Quick comparison on a 5-minute 1080p clip (RTX 3070):
| Encoder | Speed | File Size | VMAF Quality |
|---|---|---|---|
| libx264 (CPU, medium) | 45 fps | 48 MB | 95.2 |
| h264_nvenc (GPU, p4) | 350 fps | 62 MB | 93.1 |
| h264_nvenc (GPU, p7) | 180 fps | 55 MB | 94.2 |
NVENC at preset p7 gets within 1 VMAF point of CPU encoding while still being 4x faster. For batch processing hundreds of files, this difference is transformative.
Check if your system supports NVENC:
ffmpeg -encoders | grep nvencThe scripts/ffmpeg_wrapper.py module provides a clean Python interface for common operations:
from pathlib import Path
from scripts.ffmpeg_wrapper import compress_video, extract_audio, create_gif, batch_convert
# Compress with CPU
result = compress_video(Path("input.mp4"), Path("output.mp4"), crf=23)
print(f"Success: {result.success}, Time: {result.duration_seconds}s")
# Compress with GPU (NVENC)
result = compress_video(Path("input.mp4"), Path("output.mp4"), use_gpu=True)
# Extract audio
result = extract_audio(Path("video.mp4"), Path("audio.mp3"), codec="mp3", bitrate="320k")
# Create optimized GIF
result = create_gif(Path("input.mp4"), Path("output.gif"), fps=10, width=480)

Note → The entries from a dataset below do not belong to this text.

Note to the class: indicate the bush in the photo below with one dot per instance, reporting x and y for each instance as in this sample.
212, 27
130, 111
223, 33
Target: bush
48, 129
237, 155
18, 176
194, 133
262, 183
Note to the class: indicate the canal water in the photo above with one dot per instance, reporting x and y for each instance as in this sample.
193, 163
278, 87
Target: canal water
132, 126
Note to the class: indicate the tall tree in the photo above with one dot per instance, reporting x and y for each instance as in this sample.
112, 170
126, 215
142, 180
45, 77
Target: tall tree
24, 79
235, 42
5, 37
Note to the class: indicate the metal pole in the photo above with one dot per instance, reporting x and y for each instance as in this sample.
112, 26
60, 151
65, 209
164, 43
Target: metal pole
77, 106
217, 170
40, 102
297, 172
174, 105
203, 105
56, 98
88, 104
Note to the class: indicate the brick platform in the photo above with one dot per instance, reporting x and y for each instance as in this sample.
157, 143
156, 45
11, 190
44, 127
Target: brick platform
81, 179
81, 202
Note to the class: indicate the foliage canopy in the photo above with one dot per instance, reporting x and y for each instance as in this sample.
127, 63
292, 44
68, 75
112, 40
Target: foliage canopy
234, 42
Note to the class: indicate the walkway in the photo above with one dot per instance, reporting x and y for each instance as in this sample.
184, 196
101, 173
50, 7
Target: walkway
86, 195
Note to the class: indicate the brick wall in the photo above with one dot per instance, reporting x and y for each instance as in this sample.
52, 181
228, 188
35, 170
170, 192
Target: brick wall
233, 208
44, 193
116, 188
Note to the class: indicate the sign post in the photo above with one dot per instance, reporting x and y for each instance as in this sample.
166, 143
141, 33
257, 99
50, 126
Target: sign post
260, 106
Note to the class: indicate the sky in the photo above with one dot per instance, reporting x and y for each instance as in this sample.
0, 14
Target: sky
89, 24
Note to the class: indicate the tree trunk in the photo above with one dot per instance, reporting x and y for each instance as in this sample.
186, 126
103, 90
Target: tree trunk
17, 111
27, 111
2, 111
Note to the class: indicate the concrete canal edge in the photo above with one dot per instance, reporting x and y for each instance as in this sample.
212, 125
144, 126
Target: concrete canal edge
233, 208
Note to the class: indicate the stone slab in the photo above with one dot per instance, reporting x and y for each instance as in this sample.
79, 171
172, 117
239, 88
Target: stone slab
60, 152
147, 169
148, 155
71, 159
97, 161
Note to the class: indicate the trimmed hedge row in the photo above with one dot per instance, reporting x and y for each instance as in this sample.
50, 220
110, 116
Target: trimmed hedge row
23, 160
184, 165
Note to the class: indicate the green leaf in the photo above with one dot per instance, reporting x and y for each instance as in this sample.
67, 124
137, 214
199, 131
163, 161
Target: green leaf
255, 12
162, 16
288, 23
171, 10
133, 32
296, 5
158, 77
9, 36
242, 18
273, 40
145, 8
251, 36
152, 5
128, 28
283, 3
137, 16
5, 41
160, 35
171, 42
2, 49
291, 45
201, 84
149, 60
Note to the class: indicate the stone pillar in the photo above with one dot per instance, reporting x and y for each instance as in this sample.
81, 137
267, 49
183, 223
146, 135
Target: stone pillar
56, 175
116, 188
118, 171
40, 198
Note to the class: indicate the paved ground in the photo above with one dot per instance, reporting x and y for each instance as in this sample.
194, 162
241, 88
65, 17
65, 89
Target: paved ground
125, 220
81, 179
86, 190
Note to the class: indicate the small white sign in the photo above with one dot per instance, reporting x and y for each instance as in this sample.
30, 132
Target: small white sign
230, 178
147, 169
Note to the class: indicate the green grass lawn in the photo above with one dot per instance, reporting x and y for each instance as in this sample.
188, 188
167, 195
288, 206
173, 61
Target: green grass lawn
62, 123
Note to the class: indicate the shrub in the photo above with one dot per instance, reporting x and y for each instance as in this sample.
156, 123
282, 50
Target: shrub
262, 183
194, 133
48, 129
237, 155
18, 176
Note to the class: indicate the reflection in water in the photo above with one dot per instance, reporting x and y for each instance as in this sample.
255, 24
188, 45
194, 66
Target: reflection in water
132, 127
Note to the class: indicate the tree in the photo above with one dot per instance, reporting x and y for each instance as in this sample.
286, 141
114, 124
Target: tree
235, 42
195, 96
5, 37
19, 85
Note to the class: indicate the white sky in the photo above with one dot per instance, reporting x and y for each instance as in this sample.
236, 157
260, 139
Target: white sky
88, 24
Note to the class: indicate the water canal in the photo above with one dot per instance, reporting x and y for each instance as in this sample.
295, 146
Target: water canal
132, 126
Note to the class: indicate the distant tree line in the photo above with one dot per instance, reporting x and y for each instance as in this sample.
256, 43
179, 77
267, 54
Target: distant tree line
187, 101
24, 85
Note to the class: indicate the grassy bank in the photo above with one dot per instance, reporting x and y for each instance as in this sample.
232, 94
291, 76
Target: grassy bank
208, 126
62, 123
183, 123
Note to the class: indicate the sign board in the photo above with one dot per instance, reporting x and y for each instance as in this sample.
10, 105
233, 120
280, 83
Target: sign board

# Batch convert entire directory
results = batch_convert(Path("raw/"), Path("converted/"), input_ext=".avi", output_ext=".mp4")Every function returns an FFmpegResult dataclass with success, output_path, duration_seconds, command, and stderr fields.
Run scripts/benchmark_gpu.py to compare CPU vs GPU encoding on your hardware. The script automatically detects NVENC availability and runs both encoders on the same source file, measuring speed and output size.
Typical results across GPU generations:
| GPU | 1080p Speed | 4K Speed | Relative to CPU |
|---|---|---|---|
| GTX 1060 | 200 fps | 55 fps | 4-5x faster |
| RTX 2070 | 280 fps | 90 fps | 6-7x faster |
| RTX 3070 | 350 fps | 120 fps | 7-8x faster |
| RTX 4070 | 420 fps | 160 fps | 9-10x faster |
These numbers are for h264_nvenc at preset p4. Slower presets (p5-p7) reduce speed but improve quality.
Contributions are welcome. See CONTRIBUTING.md for guidelines. The short version:
- Fork and clone
- Install dev dependencies:
pip install -e ".[dev]" - Add your recipe or script
- Run quality checks:
ruff check scripts/ tests/ && pytest tests/ -v - Submit a pull request
Every recipe should include at least 3 practical examples with explanations, and every Python function needs tests with mocked subprocess calls (no real FFmpeg required for testing).
MIT License. See LICENSE for details.